What is the order for data written to a zfs filesystem on zfs on linux?
The only specific document i found at http://docs.oracle.com/cd/E36784_01/html/E36835/gkknx.html says; When a file is written, the data is compressed, encrypted, and the checksum is verified. Then, the data is deduplicated, if possible.
but if that was true then dedup would not dedup blocks compressed with different compression algorithms.
I tested mysqlf and i believe that the order is the following: dedup, compress, encrypt
.
My test-Setting:
zpool create tank /dev/sdb
zfs create tank/lz4
zfs create tank/gzip9
zfs set compression=lz4 tank/lz4
zfs set compression=gzip-9 tank/gzip9
zfs set dedup=on tank
Output of zfs list
NAME USED AVAIL REFER MOUNTPOINT
tank 106K 19,3G 19K /tank
tank/gzip9 19K 19,3G 19K /tank/gzip9
tank/lz4 19K 19,3G 19K /tank/lz4
generate a random file with dd if=/dev/urandom of=random.txt count=128K bs=1024
131072+0 Datensätze ein
131072+0 Datensätze aus
134217728 Bytes (134 MB) kopiert, 12,8786 s, 10,4 MB/s
Output of zpool list on empty pool:
NAME SIZE ALLOC FREE EXPANDSZ FRAG CAP DEDUP HEALTH ALTROOT
tank 19,9G 134K 19,9G - 0% 0% 1.00x ONLINE -
Then copy the files to the datasets with different compression algos:
cp random.txt /tank/lz4
cp random.txt /tank/gzip9
Output of zfs list
after copying:
NAME USED AVAIL REFER MOUNTPOINT
tank 257M 19,1G 19K /tank
tank/gzip9 128M 19,1G 128M /tank/gzip9
tank/lz4 128M 19,1G 128M /tank/lz4
Output of zpool list
afer copying:
NAME SIZE ALLOC FREE EXPANDSZ FRAG CAP DEDUP HEALTH ALTROOT
tank 19,9G 129M 19,7G - 0% 0% 2.00x ONLINE -
The dedup-ratio is 2.0 after copying the same file to different datasets. In my opinion this means that dedup is done on data-blocks before compression and encryption.
Please could someone verify if this is correct?
Best Answer
It turns out, that http://docs.oracle.com/cd/E36784_01/html/E36835/gkknx.html is right.
My assumption with the random file was incorrect. It seems that ZFS aborts compression if it cannot achieve a certain minimum compression ratio.

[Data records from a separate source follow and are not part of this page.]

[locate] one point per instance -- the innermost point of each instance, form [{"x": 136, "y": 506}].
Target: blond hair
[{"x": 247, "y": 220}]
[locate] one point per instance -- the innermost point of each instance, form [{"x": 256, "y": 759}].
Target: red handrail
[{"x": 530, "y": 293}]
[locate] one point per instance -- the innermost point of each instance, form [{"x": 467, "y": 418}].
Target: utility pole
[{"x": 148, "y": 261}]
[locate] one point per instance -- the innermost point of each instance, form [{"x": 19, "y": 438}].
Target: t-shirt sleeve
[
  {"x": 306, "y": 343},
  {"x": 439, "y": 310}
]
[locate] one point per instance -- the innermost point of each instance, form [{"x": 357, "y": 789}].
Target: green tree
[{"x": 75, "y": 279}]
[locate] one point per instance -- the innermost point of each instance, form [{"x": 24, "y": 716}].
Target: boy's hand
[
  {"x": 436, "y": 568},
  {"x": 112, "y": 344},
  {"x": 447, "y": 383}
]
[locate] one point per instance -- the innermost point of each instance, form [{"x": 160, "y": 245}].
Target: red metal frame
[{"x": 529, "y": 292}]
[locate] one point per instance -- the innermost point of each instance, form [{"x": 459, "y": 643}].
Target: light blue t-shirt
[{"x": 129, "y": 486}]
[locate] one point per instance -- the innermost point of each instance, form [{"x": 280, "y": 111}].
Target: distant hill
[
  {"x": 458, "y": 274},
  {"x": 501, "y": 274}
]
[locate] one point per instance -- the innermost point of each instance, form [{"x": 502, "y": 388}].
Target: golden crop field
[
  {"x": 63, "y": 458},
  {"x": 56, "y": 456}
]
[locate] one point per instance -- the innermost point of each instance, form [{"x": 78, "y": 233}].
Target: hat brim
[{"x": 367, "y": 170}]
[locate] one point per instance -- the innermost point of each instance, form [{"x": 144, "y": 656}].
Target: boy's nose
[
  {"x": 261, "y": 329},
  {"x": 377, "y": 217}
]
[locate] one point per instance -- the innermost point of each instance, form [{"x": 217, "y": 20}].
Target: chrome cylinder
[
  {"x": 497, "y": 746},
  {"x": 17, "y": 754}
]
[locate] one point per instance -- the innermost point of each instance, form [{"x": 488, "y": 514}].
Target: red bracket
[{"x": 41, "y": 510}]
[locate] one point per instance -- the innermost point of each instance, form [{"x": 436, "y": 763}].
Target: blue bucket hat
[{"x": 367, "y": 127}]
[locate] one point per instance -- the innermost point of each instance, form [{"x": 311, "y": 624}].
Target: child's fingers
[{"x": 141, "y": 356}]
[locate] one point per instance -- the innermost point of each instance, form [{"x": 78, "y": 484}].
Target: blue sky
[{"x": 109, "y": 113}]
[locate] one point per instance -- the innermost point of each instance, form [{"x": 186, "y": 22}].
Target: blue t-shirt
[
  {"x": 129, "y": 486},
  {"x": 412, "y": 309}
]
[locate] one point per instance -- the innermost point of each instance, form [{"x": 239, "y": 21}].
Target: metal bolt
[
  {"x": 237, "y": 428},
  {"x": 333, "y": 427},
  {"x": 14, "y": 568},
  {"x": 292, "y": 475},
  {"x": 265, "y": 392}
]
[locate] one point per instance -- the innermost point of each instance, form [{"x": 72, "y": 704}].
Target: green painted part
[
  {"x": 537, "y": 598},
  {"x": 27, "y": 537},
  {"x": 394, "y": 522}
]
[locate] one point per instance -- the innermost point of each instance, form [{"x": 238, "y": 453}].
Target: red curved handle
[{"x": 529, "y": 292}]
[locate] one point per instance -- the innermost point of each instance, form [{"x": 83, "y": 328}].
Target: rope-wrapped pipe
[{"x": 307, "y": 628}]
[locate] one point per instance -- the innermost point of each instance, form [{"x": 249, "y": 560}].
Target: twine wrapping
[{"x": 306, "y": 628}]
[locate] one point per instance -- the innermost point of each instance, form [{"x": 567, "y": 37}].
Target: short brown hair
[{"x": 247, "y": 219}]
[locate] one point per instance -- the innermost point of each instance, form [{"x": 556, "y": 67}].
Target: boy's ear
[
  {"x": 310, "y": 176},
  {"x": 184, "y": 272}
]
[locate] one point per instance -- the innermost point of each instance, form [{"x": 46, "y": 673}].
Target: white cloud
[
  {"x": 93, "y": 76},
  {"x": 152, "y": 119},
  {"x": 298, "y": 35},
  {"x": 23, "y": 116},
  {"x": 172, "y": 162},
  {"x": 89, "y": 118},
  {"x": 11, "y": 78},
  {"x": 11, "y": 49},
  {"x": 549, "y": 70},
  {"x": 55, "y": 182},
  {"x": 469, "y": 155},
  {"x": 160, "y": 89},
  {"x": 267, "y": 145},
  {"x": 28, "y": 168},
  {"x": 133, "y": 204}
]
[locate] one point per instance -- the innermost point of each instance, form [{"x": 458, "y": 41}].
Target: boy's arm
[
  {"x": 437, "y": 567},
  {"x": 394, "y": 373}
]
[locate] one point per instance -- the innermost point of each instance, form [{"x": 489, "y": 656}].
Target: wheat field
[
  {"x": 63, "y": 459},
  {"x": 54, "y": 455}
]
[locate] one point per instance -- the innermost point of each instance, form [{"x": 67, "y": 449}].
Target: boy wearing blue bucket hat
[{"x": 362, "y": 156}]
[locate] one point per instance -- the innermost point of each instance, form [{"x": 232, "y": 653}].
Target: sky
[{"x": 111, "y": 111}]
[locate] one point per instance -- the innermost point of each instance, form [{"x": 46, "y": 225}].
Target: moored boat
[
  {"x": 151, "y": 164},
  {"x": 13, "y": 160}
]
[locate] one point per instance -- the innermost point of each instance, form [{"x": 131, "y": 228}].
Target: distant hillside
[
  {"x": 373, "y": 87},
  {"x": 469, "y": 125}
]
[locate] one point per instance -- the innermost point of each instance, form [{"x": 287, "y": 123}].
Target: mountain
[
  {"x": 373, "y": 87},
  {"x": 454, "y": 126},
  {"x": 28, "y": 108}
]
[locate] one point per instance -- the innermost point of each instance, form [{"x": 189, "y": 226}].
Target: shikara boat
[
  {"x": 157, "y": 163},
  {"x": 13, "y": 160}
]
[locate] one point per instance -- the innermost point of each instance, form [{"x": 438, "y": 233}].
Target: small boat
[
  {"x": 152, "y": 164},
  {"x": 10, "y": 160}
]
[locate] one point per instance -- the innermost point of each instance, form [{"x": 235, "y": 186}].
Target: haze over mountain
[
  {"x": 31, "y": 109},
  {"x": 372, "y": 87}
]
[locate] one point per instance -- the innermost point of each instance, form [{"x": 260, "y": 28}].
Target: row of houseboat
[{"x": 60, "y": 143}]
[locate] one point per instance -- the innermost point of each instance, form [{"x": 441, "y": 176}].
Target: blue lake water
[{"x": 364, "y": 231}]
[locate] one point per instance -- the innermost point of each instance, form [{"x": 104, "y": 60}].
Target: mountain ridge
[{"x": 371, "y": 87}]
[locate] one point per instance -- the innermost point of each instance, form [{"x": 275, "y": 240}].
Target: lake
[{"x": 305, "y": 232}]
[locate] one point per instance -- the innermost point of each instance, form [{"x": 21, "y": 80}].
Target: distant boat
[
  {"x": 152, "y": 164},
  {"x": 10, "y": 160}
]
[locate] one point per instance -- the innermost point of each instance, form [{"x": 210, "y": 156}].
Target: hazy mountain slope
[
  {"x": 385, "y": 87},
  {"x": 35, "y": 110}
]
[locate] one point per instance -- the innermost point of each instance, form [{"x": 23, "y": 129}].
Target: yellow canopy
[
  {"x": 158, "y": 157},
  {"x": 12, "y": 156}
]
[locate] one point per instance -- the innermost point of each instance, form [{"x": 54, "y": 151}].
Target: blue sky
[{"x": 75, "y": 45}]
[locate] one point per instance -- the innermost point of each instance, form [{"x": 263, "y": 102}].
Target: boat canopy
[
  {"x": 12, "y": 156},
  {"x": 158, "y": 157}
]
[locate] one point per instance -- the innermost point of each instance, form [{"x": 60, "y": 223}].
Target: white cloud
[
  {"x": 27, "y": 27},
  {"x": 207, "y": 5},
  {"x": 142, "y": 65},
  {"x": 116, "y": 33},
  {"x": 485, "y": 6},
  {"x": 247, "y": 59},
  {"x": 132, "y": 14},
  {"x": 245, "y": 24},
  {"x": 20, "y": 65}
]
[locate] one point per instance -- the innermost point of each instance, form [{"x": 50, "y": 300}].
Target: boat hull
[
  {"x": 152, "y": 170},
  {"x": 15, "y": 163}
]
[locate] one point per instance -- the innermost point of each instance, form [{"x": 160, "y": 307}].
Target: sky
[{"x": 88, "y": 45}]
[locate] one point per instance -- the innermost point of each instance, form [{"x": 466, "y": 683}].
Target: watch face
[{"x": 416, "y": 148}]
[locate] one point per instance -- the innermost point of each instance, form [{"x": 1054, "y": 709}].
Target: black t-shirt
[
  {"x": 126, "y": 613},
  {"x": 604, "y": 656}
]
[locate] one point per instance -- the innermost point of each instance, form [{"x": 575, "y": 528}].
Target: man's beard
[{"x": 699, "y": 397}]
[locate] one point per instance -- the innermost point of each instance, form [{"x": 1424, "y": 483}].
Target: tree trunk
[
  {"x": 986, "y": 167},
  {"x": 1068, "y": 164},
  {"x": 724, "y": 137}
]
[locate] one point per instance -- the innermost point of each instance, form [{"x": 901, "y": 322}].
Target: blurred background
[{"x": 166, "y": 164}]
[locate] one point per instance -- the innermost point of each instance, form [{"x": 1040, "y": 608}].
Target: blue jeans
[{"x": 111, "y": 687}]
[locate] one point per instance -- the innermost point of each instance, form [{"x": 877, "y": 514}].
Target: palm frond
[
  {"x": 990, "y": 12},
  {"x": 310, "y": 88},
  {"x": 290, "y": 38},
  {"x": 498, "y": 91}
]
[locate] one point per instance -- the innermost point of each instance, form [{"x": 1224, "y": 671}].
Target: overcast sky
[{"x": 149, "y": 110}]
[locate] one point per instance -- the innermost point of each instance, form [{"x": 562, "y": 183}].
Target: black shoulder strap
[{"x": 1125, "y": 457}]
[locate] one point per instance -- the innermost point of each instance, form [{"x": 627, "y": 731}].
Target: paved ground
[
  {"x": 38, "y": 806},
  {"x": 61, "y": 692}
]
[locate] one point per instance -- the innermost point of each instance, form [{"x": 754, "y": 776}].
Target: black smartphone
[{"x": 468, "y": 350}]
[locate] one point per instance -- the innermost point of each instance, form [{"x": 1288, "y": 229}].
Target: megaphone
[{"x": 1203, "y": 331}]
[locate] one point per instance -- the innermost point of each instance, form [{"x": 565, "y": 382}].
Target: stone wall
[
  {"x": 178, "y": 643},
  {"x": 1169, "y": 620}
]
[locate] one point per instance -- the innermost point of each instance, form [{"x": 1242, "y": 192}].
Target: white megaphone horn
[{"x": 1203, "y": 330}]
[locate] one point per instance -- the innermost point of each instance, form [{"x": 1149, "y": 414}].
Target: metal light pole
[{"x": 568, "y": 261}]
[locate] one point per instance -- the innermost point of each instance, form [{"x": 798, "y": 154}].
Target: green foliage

quote from https://wiki.illumos.org/display/illumos/LZ4+Compression
For testing i created a textfile from my filesystem with
find / >> tree.txt
.After copying the file to both datasets and then
zpool get dedupratio
did return:Dedup is really the last part in this write chain. Choosing different compression-algorithms will result in poor dedupratio!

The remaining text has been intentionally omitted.